Registration thresholds:
- Canada: $30,000 CAD in taxable supplies over any 4 consecutive calendar quarters
- UK: £90,000 in taxable turnover in the previous 12 months (2026)
- Australia: $75,000 AUD in annual taxable supplies
Voluntary registration is allowed before these thresholds — the main benefit is claiming input tax credits (ITCs) on business expenses.
Mandatory fields for a Canadian GST/HST invoice over $150 CAD:
- Your legal business name
- GST/HST registration number (Business Number with RT suffix, e.g., 123456789 RT0001)
- Invoice date
- Sequential invoice number
- Recipient name and address
- Description of the supply
- Amount before tax
- GST/HST rate applied
- GST/HST amount (shown separately)
Missing your BN means the client cannot claim their input tax credit — they will ask you to reissue the invoice.

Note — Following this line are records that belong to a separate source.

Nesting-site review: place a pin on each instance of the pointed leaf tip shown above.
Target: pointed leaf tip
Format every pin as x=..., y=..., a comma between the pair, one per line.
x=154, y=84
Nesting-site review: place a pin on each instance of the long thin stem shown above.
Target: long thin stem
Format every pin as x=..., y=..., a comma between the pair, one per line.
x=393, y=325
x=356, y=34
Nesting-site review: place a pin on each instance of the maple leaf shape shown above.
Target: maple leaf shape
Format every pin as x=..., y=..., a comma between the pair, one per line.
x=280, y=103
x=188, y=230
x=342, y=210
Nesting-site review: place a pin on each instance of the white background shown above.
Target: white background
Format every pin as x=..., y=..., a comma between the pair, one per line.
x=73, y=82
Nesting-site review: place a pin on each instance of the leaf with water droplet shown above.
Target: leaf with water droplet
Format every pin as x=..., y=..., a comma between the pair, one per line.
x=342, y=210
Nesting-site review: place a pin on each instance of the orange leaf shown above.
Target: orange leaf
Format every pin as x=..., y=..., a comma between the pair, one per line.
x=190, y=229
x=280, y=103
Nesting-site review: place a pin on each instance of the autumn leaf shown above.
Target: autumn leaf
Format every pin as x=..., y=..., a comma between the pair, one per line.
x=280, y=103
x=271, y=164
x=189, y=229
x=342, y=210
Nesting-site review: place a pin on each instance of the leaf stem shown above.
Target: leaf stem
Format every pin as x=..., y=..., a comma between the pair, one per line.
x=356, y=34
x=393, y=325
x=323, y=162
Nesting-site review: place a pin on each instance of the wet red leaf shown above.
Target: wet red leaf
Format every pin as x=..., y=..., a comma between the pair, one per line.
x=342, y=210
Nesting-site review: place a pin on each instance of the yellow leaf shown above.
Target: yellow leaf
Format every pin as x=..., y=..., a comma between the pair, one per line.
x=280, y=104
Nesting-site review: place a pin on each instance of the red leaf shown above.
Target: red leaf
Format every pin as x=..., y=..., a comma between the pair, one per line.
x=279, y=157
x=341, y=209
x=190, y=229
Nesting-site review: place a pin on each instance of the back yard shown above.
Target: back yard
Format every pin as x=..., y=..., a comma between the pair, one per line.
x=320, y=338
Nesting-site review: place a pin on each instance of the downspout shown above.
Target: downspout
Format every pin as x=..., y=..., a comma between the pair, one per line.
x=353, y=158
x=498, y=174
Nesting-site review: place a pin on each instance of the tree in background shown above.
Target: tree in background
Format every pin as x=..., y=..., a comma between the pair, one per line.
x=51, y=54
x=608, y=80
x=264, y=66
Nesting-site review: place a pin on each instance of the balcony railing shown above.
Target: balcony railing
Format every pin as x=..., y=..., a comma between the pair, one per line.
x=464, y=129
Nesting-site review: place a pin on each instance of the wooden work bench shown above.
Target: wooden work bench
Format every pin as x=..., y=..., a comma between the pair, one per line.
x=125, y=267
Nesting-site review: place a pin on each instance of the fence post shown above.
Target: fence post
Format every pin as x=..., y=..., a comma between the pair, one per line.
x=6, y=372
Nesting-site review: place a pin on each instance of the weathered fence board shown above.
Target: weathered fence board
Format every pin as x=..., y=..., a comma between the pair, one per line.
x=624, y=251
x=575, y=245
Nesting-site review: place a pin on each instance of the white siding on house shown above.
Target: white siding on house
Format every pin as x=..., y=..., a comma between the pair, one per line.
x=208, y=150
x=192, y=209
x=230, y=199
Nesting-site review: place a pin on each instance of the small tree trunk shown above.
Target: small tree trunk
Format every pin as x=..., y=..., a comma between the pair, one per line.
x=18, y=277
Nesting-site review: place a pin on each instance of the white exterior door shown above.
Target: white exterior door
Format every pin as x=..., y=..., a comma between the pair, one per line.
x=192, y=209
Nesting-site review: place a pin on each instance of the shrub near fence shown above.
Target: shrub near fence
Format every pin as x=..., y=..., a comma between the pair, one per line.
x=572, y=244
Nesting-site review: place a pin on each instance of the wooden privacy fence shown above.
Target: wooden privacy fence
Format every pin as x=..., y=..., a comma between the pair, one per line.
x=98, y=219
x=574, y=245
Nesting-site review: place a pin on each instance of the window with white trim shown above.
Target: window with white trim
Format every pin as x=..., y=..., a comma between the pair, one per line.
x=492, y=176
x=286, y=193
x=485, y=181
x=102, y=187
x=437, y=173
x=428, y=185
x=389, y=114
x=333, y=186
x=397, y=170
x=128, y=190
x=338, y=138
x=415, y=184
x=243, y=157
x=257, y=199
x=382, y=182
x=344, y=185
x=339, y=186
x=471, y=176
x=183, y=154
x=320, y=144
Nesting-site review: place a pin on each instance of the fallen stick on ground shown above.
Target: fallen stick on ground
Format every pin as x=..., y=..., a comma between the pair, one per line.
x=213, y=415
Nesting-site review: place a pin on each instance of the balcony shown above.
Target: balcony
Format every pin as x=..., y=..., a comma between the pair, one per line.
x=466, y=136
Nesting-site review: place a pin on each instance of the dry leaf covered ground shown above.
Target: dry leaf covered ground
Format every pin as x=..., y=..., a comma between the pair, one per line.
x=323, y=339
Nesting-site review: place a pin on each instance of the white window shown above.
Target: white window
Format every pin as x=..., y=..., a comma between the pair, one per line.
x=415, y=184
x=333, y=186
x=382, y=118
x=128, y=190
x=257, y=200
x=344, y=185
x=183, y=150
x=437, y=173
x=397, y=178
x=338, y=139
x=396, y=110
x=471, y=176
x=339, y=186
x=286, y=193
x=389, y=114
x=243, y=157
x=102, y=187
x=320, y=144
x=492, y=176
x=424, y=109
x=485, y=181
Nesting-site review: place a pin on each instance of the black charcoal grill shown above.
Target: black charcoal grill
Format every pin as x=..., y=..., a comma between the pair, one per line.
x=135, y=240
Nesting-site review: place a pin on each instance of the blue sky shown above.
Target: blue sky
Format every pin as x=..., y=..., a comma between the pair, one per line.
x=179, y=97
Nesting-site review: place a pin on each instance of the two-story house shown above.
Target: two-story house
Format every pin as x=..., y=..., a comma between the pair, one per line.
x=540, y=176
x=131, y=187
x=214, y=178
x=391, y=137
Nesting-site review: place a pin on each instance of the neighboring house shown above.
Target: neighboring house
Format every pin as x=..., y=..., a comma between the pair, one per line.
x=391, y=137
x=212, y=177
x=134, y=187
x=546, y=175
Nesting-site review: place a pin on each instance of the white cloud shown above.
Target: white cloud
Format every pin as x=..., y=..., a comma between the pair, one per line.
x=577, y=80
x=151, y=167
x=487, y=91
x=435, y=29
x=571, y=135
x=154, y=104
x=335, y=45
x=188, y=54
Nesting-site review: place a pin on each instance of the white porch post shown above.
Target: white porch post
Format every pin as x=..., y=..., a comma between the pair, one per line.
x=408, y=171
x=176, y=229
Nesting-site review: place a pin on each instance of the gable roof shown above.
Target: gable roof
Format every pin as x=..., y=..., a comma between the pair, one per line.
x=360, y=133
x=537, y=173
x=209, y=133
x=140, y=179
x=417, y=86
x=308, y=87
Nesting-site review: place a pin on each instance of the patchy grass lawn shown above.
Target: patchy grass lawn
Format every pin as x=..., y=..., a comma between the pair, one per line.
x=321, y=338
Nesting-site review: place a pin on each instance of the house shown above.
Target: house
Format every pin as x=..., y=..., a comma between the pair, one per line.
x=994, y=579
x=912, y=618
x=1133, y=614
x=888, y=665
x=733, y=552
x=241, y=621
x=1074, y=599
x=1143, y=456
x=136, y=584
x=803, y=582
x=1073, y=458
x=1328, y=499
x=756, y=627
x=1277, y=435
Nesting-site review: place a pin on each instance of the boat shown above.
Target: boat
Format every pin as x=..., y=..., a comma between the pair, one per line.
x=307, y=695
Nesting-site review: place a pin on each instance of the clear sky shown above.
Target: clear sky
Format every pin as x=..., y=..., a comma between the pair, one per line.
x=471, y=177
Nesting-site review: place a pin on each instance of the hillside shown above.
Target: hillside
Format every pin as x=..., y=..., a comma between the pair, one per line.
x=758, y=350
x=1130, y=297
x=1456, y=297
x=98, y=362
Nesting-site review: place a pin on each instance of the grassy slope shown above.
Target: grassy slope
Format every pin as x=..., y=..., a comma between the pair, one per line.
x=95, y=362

Simplified vs full invoice: under $30: no BN required; $30–$150: simplified invoice (supplier name, BN, date, total, tax statement); over $150: full invoice with all 9 fields.
UK VAT full invoice (13 mandatory fields): "VAT Invoice" heading, your name/address, VAT registration number, sequential invoice number, invoice date, supply date, client name/address, client VAT number, description, net amount, VAT rate, VAT amount, gross total. Making Tax Digital (MTD) requires digital record-keeping and quarterly submissions via compatible software.
International clients: services exported to non-residents outside Canada are generally zero-rated (0% GST/HST) — you don't charge the US client Canadian tax. However, services physically performed in Canada are taxable. UK freelancers billing non-UK businesses: usually outside scope of UK VAT (place of supply rules).
In ExpenseBot: Canadian receipts have the tax amount extracted and tracked separately for ITC calculation. The GST/HST and T2125 Schedule A exports show ITC-eligible amounts ready for filing.